Member States are required to carry out Official Controls at, inter alia, slaughterhouses to prevent animal disease from entering the human food chain. National Competent authorities (in the UK, the Food Standards Agency) are permitted and in some cases required to charge for the provision of Official Controls. By regulation 4 of the Meat (Official Controls Charges) (England) Regulations 2009, the FSA has the power to withdraw controls from premises in relation to which previous debts for the provision of Official Controls have been accrued by previous operators. The provision is designed to avoid phoenix companies from continuing to receive Official Controls when a related business has failed to pay for the same. In R (OaO Agro Foods (Ashford) Limited) v Food Standards Agency  EWHC 2718 (Admin) Mr Michael Fordham QC (sitting as a Deputy High Court Judge) rejected a challenge to the effect that regulation 4 violated EU charging provisions and/or could not be interpreted as the FSA had sought to do so. The judgment is here.
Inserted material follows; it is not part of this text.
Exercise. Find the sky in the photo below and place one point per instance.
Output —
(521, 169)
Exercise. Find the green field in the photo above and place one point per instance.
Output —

Relatedly, on 19 December 2019, the CJEU handed down its decision in case C-477/18 Exportslachterij J. Gosschalk and Others v Netherlands, in which the Court confirmed that National Competent authorities were permitted by EU to recover indirect as well as the direct costs of providing Official Controls to Food Business Operators. The ruling precludes domestic restitutionary claims to the effect that the FSA has recovered excessive costs in charging for the provision of Official Controls. The judgment is not yet available in English (the French version is here) but accedes to submissions made on behalf of the UK Government who intervened in support of the Dutch Government.
Brendan McGurk successfully acted for both the FSA in the Agro Judicial Review and the UK Government in the Exportslachterij J. Gosschalk reference.